Until then in the U.S., Expedia had offered to match the price and provide a $50 travel coupon for bookers who found a cheaper flight, vacation package, rental car, cruise, or activity on other publicly available sites within 24 hours of the reservation. Similar offers were made in other countries worldwide.

Asked to comment about the move, Expedia Inc. spokeswoman Sarah Gavin told Skift:  “Our marketplace, as well as the broader landscape, has evolved so much that there are so many easier ways to save than there were when this was invented. Our customers now have their hands on the savings steering wheel themselves. They don’t need the old booster seat anymore.”

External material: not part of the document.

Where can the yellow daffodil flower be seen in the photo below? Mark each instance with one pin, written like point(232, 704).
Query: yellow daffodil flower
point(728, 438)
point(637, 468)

One possible explanation is that Expedia wanted to promote its loyalty program. Anyone who creates an account and signs up to become a free Expedia + member can get access to a hotel price guarantee on their first and subsequent bookings, explained Expedia spokesperson Nisreene Atassi. The best-price guarantee for other travel purchases is no longer active even for them, though.

Atassi did not say that the loyalty program was the reason for the move. She said instead by email, “In terms of the thinking behind the decision, we are confident in the strength of our marketplace and the wide array of options we offer travelers from over a million flights, hotels, packages. This allows our travelers to continue to find great deals to help them see the world and get to where they need to be.”

Overall, the company did not explain the business rationale behind the decision. Had the guarantee lost effectiveness over time? Were the types of consumers who went to the trouble to submit complaints cheapskates the company no longer wanted to spend money supporting?

Or did the company fear that regulators in other markets, such as Europe, might find the notion of a price-matching guarantee a distortion of market pricing — perhaps putting independent hotel owners at a disadvantage because they didn’t have a comparable prowess at digital marketing? French watchdogs currently are pursuing Expedia and other companies about their contract terms, though not the price-matching guarantees.